A similar iterative process of combining human coding and machine learning was used to classify all collected tweets based on the themes of interest to informing policy and public health, namely, commercial/promotional content and co-use of marijuana and tobacco content.
First, we classified the relevant tweets as either organic or commercial. Organic tweets were those deemed non-sponsored; they reflected individual opinions or experiences or linked to non-promotional content. Commercial tweets were defined by the presence of any of the following: branded promotional messages; URLs linking to commercial websites; usernames indicating affiliations with commercial sites or user's Twitter page consisting only of promotional tweets (ie, spammer accounts). Two human coders reviewed all tweets posted by a sample of 3000 Twitter accounts (intercoder reliability was high: α=93%). Human codes were used to train linear SVM machine classifier. Classifier accuracy was validated using 10-fold cross-validation. Classifier accuracy was 0.97, classifier recall (sensitivity) was 0.92 and precision (positive predictive value) was 0.92 (F1=0.92). Machine classifier was further tested with additional human coding of tweets posted by 343 accounts; 97% of the test data set was correctly classified.
In addition, we classified the relevant tweets as those referencing co-use of tobacco and marijuana and those referencing tobacco use only (ie, LCCs). Co-use tweets contained any reference to marijuana. Specifically, these posts were defined by the presence of any references to using LCCs for the purpose of making blunts (ie, hollowed-out cigars filled with marijuana leaf), any terms referring to marijuana strains, marijuana slang terms such as loud, green, purp and mid and any references to being under the influence (‘high’) due to marijuana use. Tobacco use only tweets contained references to LCC use exclusively. Two human coders rated a sample of 2670 tweets (inter-coder reliability was high: α=95%). Resultant codes were used to train the linear SVM classifier; 10-fold cross-validation was applied to assess classifier performance. Classifier accuracy was 0.98, classifier recall (sensitivity) was 0.99 and precision (positive predictive value) was 0.99 (F1=0.99). Machine classifier was further tested with additional human coding of 185 tweets; 98% of the test data set was correctly classified.
Metadata associated with each tweet were used to examine the characteristics of accounts tweeting about LCCs. Thus, such user-level information as the number of followers was analysed to measure the potential reach of collected LCC-related tweets. We defined potential reach as the total times tweets were posted or the sum of followers for all tweets.
Furthermore, we utilised account metadata to categorise users as influencers (1000 and more followers) and regular users (under 1000 followers).
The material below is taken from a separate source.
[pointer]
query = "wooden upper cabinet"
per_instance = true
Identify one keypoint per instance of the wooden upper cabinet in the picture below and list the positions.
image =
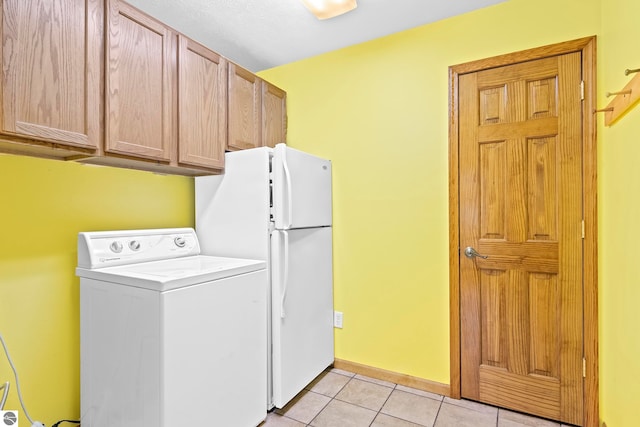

As tweets posted by influencers have greater potential reach compared to messages posted by regular users, we assessed whether there were substantive differences in LCC-related content posted by these groups.
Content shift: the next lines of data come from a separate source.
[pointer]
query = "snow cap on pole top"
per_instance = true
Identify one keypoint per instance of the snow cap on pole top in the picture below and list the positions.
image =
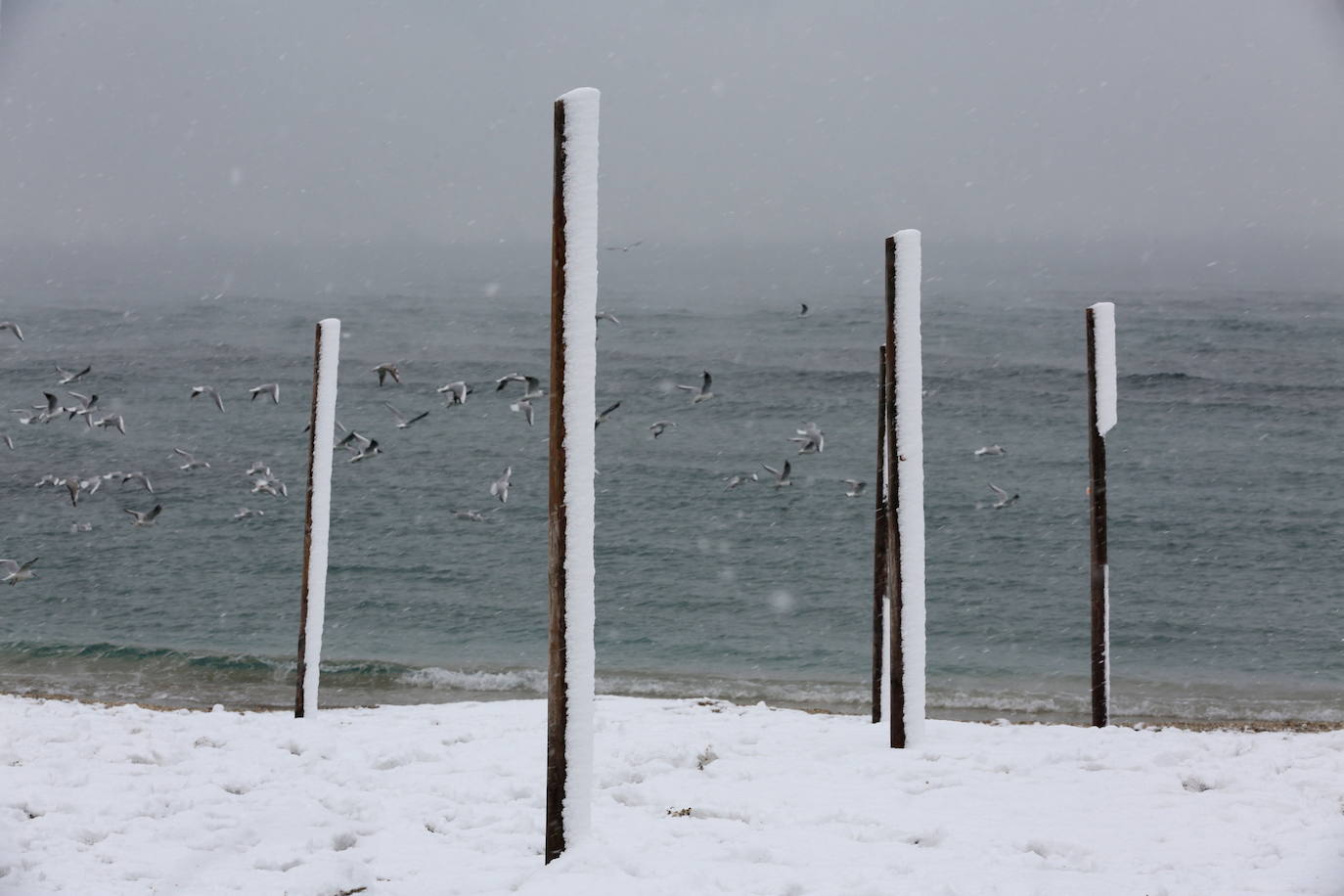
(1103, 341)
Since we analyse the entire population of LCC-related tweets posted over the 3-month period rather than a sample, we directly interpret the proportions of tweets posted by the two groups of users without statistical hypothesis testing. Furthermore, due to large data size, any null hypothesis will be rejected and p value from any statistical test will be close to 0.
Keyword algorithms were used to search the tweets to assess the frequency with which they mentioned specific brands, price-related, music-themed promotion and other content related to marketing strategies targeting youth and vulnerable populations that may be of interest to informing policymaking, public health and communication research. More specifically, we used keyword strings to quantify the amount of content featuring promotional offers (ie, using strings including money, deal, %, $, save, promo, dollars, discount, coupon, code, price, cost), brand references, popular memes (ie, using strings such as ‘hits blunt’, ‘pass the twitter blunt’), lyrics and subculture references (eg, rap/hip-hop lyrics, celebrity). These themes were selected to help inform future policymaking and interventions to prevent LCC use among youth and other populations at risk.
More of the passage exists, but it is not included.